SEMARANG – Pemerintah Kota Semarang mengambil langkah cepat setelah menerima laporan penipuan yang dilakukan melalui WhatsApp dengan menggunakan foto Wali Kota Agustina Wilujeng sebagai profil. Pelaku diduga telah menghubungi sejumlah warga untuk meminta bantuan dana.
Asisten Pemerintahan Sekda Kota Semarang, Mukhamad Khadik, menyampaikan bahwa pihaknya langsung berkoordinasi dengan kepolisian untuk menelusuri pelaku. “Registrasi nomor tersebut palsu dan hanya berfungsi di aplikasi WhatsApp,” ujarnya.
Menurut Khadik, kepolisian menjelaskan bahwa nomor pelaku tidak dapat diblokir secara penuh melalui operator karena sifat registrasinya. Oleh sebab itu, tindakan pemblokiran harus dilakukan sendiri oleh warga melalui aplikasi WA.
Pemkot Semarang menegaskan bahwa Wali Kota tidak pernah meminta dana, bantuan, atau transfer uang kepada warga melalui pesan pribadi. Hal ini disampaikan untuk memastikan masyarakat tidak tertipu oleh pesan tersebut.
Sejumlah warga disebut sudah mengalami kerugian, meski jumlah korban belum dirinci. Informasi awal ini diperoleh dari Wakasatintel Polres yang mendeteksi adanya pola penipuan berulang.
Untuk menekan jumlah korban, Pemkot mengajak masyarakat melapor apabila menemukan nomor mencurigakan yang mengatasnamakan pejabat. Laporan cepat akan memperkuat proses penegakan hukum.
Khadik menjelaskan langkah yang harus dilakukan warga jika menerima pesan seperti itu. Pertama, tidak menanggapi atau membalas pesan yang meminta dana. Kedua, segera memblokir nomor tersebut.
Langkah ketiga, masyarakat perlu mencatat nomor pelaku dan melaporkannya ke Polsek atau Polres terdekat.
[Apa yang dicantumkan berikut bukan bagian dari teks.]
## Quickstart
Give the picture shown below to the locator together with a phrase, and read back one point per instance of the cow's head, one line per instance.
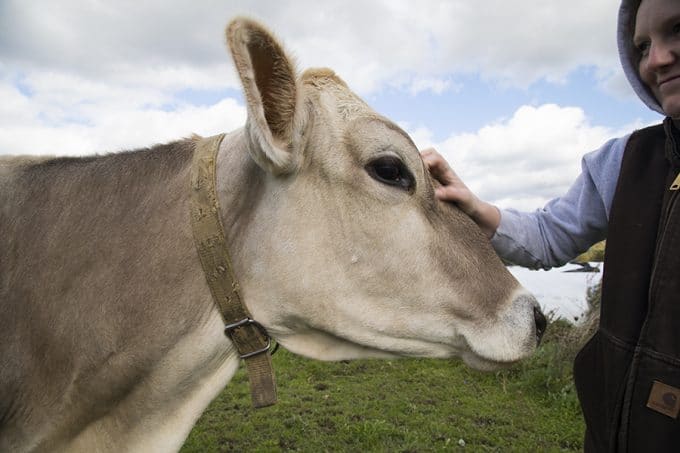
(347, 252)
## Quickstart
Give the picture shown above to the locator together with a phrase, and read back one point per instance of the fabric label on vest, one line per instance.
(664, 399)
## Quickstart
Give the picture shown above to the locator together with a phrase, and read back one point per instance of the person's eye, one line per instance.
(642, 47)
(391, 171)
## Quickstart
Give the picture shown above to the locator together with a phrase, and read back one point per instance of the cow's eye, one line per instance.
(391, 171)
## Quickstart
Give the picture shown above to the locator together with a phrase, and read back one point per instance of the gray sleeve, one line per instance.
(568, 225)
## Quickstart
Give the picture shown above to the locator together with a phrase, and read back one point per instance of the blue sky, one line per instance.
(512, 94)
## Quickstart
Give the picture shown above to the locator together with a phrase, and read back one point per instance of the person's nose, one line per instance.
(660, 56)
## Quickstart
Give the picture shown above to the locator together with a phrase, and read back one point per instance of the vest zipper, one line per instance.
(662, 234)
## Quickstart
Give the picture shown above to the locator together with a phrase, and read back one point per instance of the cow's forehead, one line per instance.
(330, 87)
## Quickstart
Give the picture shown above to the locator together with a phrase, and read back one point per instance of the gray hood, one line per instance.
(627, 53)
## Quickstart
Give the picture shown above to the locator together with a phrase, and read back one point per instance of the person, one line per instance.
(628, 375)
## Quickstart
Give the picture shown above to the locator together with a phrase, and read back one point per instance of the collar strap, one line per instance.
(249, 336)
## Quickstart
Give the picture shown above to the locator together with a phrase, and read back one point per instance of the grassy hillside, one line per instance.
(404, 405)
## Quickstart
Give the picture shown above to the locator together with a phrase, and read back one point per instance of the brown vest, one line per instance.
(628, 375)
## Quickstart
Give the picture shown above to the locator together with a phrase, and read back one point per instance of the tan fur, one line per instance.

Bukti tangkapan layar percakapan juga akan membantu proses penyelidikan.
Selain langkah penanganan, warga diminta melakukan verifikasi terhadap setiap informasi yang dianggap penting. Verifikasi dapat dilakukan melalui kanal resmi Pemkot Semarang, termasuk situs web dan media sosial resmi.
Pemkot Semarang menilai kejahatan siber jenis ini terus berkembang seiring meningkatnya penggunaan aplikasi pesan. Oleh karena itu, kewaspadaan harus ditingkatkan.
Khadik menyebut bahwa pihaknya akan memperkuat komunikasi publik agar masyarakat lebih mengenali tanda-tanda penipuan. Edukasi ini akan dilakukan secara berkala melalui kelurahan dan perangkat daerah.
Dalam menghadapi penyebaran modus baru ini, Pemkot juga melakukan internal alert kepada seluruh organisasi perangkat daerah untuk memastikan semua aparat waspada terhadap potensi pencatutan identitas.
Warga diminta menyebarkan peringatan tersebut kepada orang terdekat, terutama kelompok rentan seperti lansia, yang sering menjadi sasaran penipuan digital.
Pemkot berharap langkah ini dapat meminimalkan risiko dan mencegah penipuan serupa terulang. “Kesadaran bersama adalah kunci,” ujar Khadik.